The Chinese do have weapons they can fire, though as I've argued before, selling US Treasuries is not part of that arsenal.
The Koreans should be more anxious about Trump's intent, and what he might do next.
Such nervousness would be entirely legitimate, because it's hard to see how levies of up to 50 percent on large residential washing machines would Make America Great Again. Whirlpool Corp., which complained about unfair price competition, says it's going to add 200 jobs to its Clyde, Ohio factory after the tariff. However, as this Los Angeles Times story has chronicled, Samsung Electronics Co. and LG Corp., the targets of Whirlpool's displeasure, are also in the process of expanding or building their own washing-machine factories in the US.
Can they pull the plug on those plans?
Washers are a rounding error when it comes to Samsung's $212 billion in annual global sales. It's far more important for the beleaguered Korean chaebol, mired in a bribery scandal and accused of stifling competition at home, to earn brownie points for good corporate citizenship from President Moon Jae-in. So if Samsung and LG threaten to curtail or walk away from their South Carolina and Tennessee factories on Seoul's instructions, net job gains from Trump's tariff would be negative -- and washing machines in America more expensive.

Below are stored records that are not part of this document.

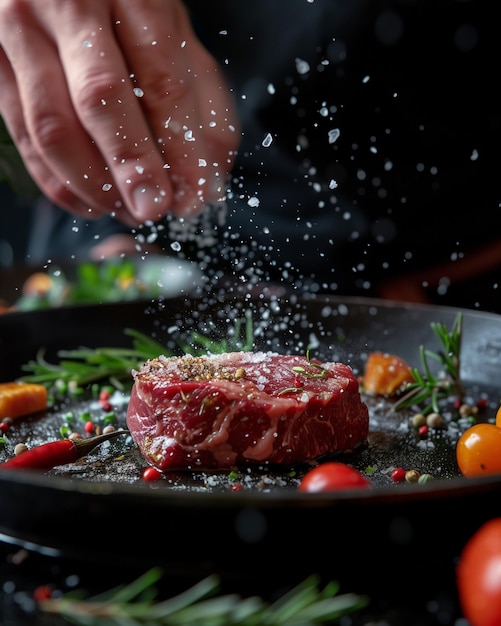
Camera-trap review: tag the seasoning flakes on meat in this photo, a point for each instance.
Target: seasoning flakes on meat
(244, 409)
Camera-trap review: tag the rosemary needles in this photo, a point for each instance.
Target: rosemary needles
(135, 604)
(429, 388)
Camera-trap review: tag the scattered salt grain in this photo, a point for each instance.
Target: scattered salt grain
(267, 141)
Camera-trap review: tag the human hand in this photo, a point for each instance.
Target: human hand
(115, 106)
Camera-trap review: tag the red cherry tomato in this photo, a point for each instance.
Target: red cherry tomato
(151, 474)
(478, 450)
(478, 576)
(332, 476)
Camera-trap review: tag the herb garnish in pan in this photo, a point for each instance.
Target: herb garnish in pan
(85, 366)
(430, 388)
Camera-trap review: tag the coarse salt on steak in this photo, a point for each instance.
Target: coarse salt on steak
(243, 408)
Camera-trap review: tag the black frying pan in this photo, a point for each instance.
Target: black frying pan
(377, 541)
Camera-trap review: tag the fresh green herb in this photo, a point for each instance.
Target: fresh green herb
(12, 168)
(86, 366)
(135, 604)
(239, 339)
(428, 389)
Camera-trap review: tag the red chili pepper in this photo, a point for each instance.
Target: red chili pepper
(49, 455)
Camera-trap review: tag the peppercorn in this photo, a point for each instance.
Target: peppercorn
(412, 476)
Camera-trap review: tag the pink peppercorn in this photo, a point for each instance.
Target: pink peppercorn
(398, 475)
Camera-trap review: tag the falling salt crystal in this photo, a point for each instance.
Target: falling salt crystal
(267, 141)
(302, 66)
(334, 135)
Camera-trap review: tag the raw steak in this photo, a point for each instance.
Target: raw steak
(243, 408)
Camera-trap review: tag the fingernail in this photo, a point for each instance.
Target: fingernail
(148, 202)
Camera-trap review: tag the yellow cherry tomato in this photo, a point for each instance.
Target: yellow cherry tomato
(478, 450)
(498, 417)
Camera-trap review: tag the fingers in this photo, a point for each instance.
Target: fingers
(115, 106)
(11, 107)
(184, 98)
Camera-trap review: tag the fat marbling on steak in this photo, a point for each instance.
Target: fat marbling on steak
(243, 408)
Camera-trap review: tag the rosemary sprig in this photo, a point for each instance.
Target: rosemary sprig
(238, 339)
(84, 366)
(135, 604)
(428, 388)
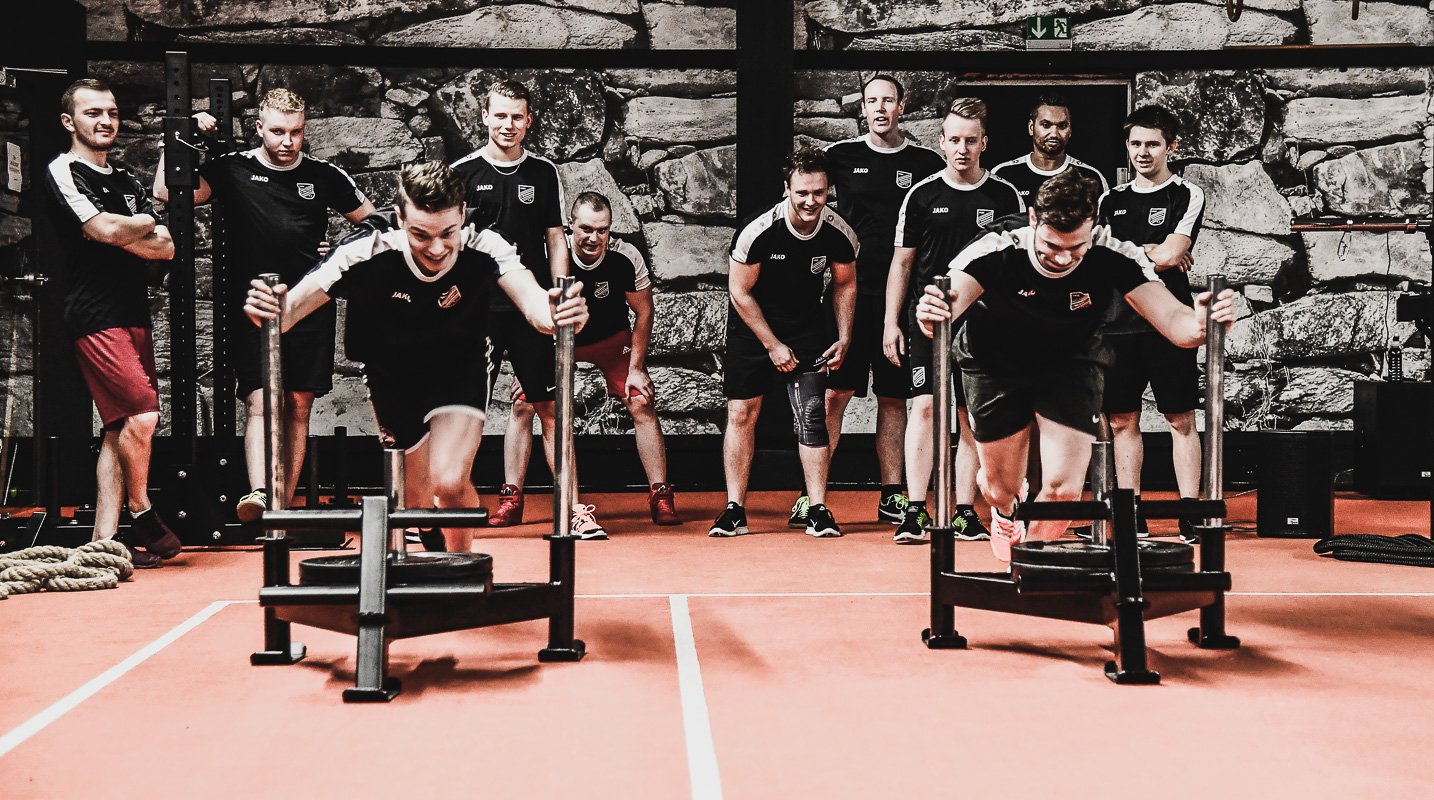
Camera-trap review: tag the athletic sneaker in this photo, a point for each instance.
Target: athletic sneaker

Besides, should this first global safeguard action by the US in almost two decades become a template for more consequential categories, global trade would face renewed uncertainty just as it was regaining momentum. When Bush went tough on steel imports, the U.S. unemployment rate was 5.7 percent and rising; it's 4.1 percent now, and coming down.
The timing of these tariffs is all wrong, and the motivation dubious. Somebody better find the orange juice to calm Trump down.
This column does not necessarily reflect the opinion of Bloomberg LP and its owners.